A recent study published in the journal Scientific Reports evaluated the link between disc health and exercise/movement. They found that people who run or walk (at a brisk pace) regularly have healthier discs in their backs than those who do not exercise at all.
Discs in between the vertebrae of the spine are filled with fluid that absorbs pressure during movement. The more movement your body experiences, the more that fluid builds up and creates a comfortable cushion between vertebrae preventing back pain and tightness. Less movement means less fluid and flatter, deflated discs.

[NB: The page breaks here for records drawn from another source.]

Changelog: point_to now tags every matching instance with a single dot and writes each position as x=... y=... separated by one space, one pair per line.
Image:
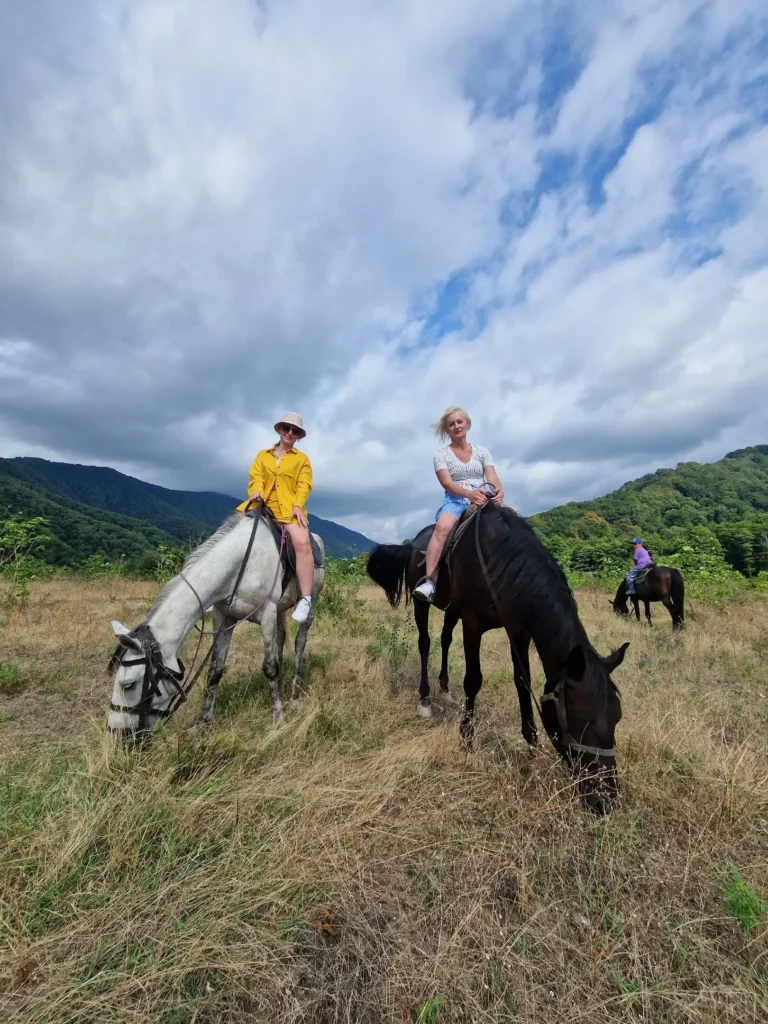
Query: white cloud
x=208 y=212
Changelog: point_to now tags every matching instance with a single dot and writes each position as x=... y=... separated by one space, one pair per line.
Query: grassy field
x=355 y=864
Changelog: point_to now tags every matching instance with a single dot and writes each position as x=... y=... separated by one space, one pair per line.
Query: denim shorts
x=453 y=504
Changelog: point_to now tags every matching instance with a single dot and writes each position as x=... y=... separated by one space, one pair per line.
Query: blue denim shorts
x=454 y=505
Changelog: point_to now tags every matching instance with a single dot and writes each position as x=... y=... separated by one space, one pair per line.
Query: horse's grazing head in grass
x=143 y=684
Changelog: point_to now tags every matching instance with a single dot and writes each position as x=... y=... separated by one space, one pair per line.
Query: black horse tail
x=678 y=596
x=387 y=565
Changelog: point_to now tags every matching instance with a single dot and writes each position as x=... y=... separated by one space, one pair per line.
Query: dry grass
x=355 y=864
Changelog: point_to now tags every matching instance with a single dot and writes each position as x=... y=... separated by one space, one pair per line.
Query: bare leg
x=437 y=541
x=304 y=562
x=218 y=659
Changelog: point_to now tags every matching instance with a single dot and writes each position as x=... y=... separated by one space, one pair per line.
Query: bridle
x=156 y=671
x=564 y=741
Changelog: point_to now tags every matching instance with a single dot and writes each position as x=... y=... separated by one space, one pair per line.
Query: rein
x=556 y=693
x=156 y=669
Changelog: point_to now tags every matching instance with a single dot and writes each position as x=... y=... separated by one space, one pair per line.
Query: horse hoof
x=424 y=709
x=467 y=731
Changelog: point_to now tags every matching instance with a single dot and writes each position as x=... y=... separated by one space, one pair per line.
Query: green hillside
x=77 y=530
x=718 y=509
x=85 y=500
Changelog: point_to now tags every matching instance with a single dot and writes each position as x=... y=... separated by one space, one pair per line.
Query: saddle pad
x=289 y=555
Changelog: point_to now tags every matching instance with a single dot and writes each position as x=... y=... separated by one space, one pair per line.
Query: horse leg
x=521 y=665
x=472 y=677
x=668 y=603
x=421 y=616
x=446 y=637
x=271 y=665
x=218 y=659
x=297 y=688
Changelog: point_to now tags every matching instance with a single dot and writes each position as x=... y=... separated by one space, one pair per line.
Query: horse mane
x=529 y=578
x=195 y=556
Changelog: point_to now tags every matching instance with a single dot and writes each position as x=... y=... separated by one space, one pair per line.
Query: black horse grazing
x=501 y=576
x=660 y=584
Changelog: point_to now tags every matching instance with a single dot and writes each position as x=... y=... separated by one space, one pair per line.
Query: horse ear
x=124 y=636
x=577 y=664
x=615 y=657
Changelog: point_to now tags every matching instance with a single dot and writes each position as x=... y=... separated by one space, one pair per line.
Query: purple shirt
x=642 y=558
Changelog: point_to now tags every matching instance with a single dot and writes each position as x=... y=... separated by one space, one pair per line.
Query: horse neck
x=208 y=581
x=555 y=643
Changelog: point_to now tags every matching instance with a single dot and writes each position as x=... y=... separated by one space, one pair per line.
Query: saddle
x=458 y=530
x=288 y=556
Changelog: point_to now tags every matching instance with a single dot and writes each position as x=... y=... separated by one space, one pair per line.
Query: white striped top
x=466 y=474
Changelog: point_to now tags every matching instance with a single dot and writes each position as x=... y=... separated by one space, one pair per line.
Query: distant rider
x=642 y=561
x=462 y=468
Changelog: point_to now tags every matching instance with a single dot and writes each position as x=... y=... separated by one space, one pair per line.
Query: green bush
x=742 y=901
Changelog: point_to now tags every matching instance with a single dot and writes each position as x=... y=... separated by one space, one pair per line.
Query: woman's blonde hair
x=440 y=428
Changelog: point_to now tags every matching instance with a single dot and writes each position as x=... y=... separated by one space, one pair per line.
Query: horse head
x=143 y=684
x=581 y=710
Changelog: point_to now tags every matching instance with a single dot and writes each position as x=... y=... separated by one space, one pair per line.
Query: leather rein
x=155 y=668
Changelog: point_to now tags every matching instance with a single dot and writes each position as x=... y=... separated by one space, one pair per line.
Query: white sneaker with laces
x=302 y=609
x=425 y=591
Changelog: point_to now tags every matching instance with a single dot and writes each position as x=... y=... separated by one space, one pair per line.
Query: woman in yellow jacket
x=282 y=477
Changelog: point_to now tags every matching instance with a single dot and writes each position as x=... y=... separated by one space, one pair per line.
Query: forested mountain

The study examined 79 men and women and assigned them to the following groups: long-distance runners, moderate runners, and those who rarely ran or exercised at all. Participants’ spines were scanned with a specialized MRI system that measured the size and liquidity of each disc.
Here’s what they found:
Runners’ discs were larger and full of more fluid than those who did not run or exercise.
There was no difference in disc size between the long-distance and moderate runners.
Walking at a brisk pace also contributed to more fluid-filled discs.
The results are encouraging for those who regularly run or walk as they may be at less risk for constant back pain as they grow older. The study cautions though that people should not take up running just in an attempt to treat an already existing back condition.